Foi ontem lançada a mais recente aventura de Michel Vaillant, que decorre em Macau. Philippe Graton foi desafiado a trazer Michel Vaillant de volta quando esteve presente no território para participar no Festival Literário de Macau. Depois da ideia surgir, foi Ricardo Pinto, organizador do Festival, quem o encorajou a seguir a ideia.

Ao começar a sua pesquisa, descreveu Philippe Graton “descobri algo que não conhecia muito bem, as especificações da corrida em Macau, que é exigente, perigosa, espectacular”. E admitiu ter ficado “fascinado” quando começou a documentar e a observar os jovens pilotos, cuja idade máxima é de 26 anos. “Se ganharem o GPM podem ser descobertos e ver-se na Fórmula 1, como aconteceu com o Senna ou o Schumacher. Por isso é uma corrida muito importante, e aqueles jovens são extremamente rápidos e agressivos porque sabem o que está em causa”.

Foi assim que descobriu o tema. “Não é apenas ter uma aventura na cidade de Macau, quis fazer uma história sobre a corrida e explicando também aos leitores o que está em causa”. Para além disso, revelou a importância de mostrar não apenas o circuito, como o seu pai havia feito, mas características da própria cidade que ultrapassasse os casinos.

Para isso, criou uma aventura paralela à da corrida: uma perseguição passada no resto da cidade, que permitisse levantar tensão simultaneamente nas duas histórias. É assim que surgem pelo livro imagens como as Ruínas de São Paulo ou as ruas estreitas que se encontram pelo território. Pelo meio, em jeito de agradecimento e de piada privada, encontra-se também a Livraria Portuguesa.

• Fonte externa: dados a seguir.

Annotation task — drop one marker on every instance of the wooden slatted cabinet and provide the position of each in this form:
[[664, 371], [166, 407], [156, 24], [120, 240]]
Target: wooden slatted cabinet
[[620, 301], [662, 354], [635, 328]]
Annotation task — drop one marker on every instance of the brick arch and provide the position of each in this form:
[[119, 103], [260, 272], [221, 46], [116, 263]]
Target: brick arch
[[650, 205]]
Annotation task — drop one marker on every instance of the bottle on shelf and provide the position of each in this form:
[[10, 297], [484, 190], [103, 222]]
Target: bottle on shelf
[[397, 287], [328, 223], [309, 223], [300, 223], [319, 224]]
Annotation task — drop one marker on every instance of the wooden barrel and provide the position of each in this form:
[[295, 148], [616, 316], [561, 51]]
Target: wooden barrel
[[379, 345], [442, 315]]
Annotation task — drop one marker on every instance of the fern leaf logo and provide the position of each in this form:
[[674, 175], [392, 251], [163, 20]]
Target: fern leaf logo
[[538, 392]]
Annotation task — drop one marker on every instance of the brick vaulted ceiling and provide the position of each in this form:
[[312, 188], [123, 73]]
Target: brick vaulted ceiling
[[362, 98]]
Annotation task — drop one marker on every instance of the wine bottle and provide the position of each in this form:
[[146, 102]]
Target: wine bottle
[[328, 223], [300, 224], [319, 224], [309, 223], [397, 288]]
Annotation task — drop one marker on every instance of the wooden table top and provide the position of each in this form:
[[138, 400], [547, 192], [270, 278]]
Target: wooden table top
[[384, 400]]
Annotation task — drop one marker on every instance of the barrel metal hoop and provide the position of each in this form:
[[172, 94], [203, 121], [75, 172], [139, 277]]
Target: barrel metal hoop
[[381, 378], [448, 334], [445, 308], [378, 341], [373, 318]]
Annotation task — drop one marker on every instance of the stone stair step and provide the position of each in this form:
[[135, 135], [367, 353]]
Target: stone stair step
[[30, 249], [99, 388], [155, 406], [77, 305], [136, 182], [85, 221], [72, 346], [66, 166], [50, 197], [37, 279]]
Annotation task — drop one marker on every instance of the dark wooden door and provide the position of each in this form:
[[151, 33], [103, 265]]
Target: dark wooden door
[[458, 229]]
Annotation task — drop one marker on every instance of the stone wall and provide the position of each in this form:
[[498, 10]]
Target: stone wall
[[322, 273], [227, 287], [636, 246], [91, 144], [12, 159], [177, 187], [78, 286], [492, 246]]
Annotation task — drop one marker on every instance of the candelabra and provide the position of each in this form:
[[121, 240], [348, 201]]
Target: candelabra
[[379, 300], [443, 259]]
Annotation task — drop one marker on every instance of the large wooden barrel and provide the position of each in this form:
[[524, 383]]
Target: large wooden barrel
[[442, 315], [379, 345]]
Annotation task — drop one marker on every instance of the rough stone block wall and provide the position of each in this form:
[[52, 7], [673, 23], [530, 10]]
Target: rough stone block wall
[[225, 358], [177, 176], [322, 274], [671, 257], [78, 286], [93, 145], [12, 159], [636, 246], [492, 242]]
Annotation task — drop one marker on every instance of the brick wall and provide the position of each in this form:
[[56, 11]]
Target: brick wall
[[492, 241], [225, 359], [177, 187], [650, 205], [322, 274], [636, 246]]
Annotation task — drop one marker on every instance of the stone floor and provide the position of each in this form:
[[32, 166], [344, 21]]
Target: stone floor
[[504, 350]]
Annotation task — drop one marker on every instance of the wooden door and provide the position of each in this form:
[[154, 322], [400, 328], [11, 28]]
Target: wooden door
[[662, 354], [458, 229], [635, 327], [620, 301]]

O autor descreveu que os livros têm duas componentes distintas. No texto, o interesse centra-se nas pessoas e não nos carros. “Michel Vaillant não é só sobre pilotos que se questionam se vão ganhar a corrida, há a família em redor do piloto, a manufactura do carro, o aparecimento de nova tecnologia, novas energias”, descreve Philippe Graton como a chave para a continuidade da saga.

A nível de desenho, deu como exemplo a capacidade que o seu pai teve de desenvolver a onomatopeia num estilo, considerando que mudou a arte em que “coloca uma banda sonora num meio silencioso”. O desafio voltou a surgir quando teve de se adaptar essa vertente às corridas de Fórmula E, já que os veículos eléctricos têm uma sonoridade reduzida e com características distintas.

O autor explicou ainda que muitos dos pilotos que contacta leram Michel Vaillant, aceitando por isso ajudá-lo a reunir documentação para preparação de edições novas. Um “ciclo virtuoso”, já que é esse acesso que lhe permite escrever livros com uma ideia fiel do que é o automobilismo, e lhe permite por sua vez reunir confiança da parte dos pilotos que o lêem.